Personne n'ose croire à la disparition pure et simple de la transmission manuelle. Même en Amérique du Nord. Surtout pas au Québec. Alors chacun y va de sa prédiction. La plus courante veut que cette transmission devienne un marché de niche représenté par les cabriolets, les voitures sportives ou encore les sous-compactes économiques.

Ce qui est déjà le cas chez certains constructeurs, au regard par exemple des offres de Nissan ou encore de la Ford Mustang, dont presque 50% des exemplaires vendus sont équipés d'une boîte manuelle.

«Si la mort des boîtes manuelles est annoncée depuis longtemps, elles sont là pour rester, et ce, même si elles sont moins populaires. Certains créneaux d'acheteurs aimeront le plaisir et les sensations que permettent les boîtes manuelles», croit Yan Cimon, professeur de l'Université Laval spécialiste de l'industrie automobile.

La boîte manuelle est offerte ailleurs dans le monde dans une proportion beaucoup plus importante que sur notre continent, où il subsiste tout de même un bassin de consommateurs suffisant.

«Il est faux de prétendre que la manuelle disparaîtra», espère Steve De Marchi, directeur général de l'AMVOQ.

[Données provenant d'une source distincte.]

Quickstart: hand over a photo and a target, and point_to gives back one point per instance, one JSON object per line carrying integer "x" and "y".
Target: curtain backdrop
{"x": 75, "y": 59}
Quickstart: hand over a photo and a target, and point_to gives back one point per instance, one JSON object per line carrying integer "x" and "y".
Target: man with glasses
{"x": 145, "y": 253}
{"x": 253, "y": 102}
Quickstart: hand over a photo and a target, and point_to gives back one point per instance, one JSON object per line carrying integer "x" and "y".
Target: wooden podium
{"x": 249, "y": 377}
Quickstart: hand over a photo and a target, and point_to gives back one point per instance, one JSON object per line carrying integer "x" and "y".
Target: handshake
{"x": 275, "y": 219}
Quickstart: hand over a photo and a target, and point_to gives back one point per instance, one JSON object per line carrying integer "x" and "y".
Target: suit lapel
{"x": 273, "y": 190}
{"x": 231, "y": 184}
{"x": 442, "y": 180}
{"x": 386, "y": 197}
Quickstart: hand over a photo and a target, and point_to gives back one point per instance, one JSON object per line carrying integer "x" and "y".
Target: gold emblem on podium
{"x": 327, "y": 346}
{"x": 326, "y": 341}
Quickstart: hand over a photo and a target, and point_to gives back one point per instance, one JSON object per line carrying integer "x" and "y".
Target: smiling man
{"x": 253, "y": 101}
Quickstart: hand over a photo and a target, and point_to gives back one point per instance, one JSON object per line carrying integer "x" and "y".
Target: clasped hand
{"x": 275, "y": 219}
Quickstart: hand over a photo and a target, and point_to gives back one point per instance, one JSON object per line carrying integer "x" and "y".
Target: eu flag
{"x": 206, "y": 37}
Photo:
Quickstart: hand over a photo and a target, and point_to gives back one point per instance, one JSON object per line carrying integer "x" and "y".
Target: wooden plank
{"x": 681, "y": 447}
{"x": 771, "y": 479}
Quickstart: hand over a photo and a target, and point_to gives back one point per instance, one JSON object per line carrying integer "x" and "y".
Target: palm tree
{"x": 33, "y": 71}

Les constructeurs de haut de gamme et de luxe l'ont quand même quasiment abandonnée. À qui le tour?

«Cette tendance du marché vers une croissance de la transmission automatique est claire. Alors que ces transmissions sont de plus en plus sophistiquées, beaucoup de clients réaliseront les bénéfices que l'on peut tirer en matière de conduite et d'économies d'essence des futures transmissions automatiques offertes. Cependant, dans certains secteurs du marché, comme les modèles d'entrée de gamme et les voitures sport, la transmission manuelle sera encore très appropriée», conclut Bert Brooks, directeur Planification de produits, chez Nissan Canada.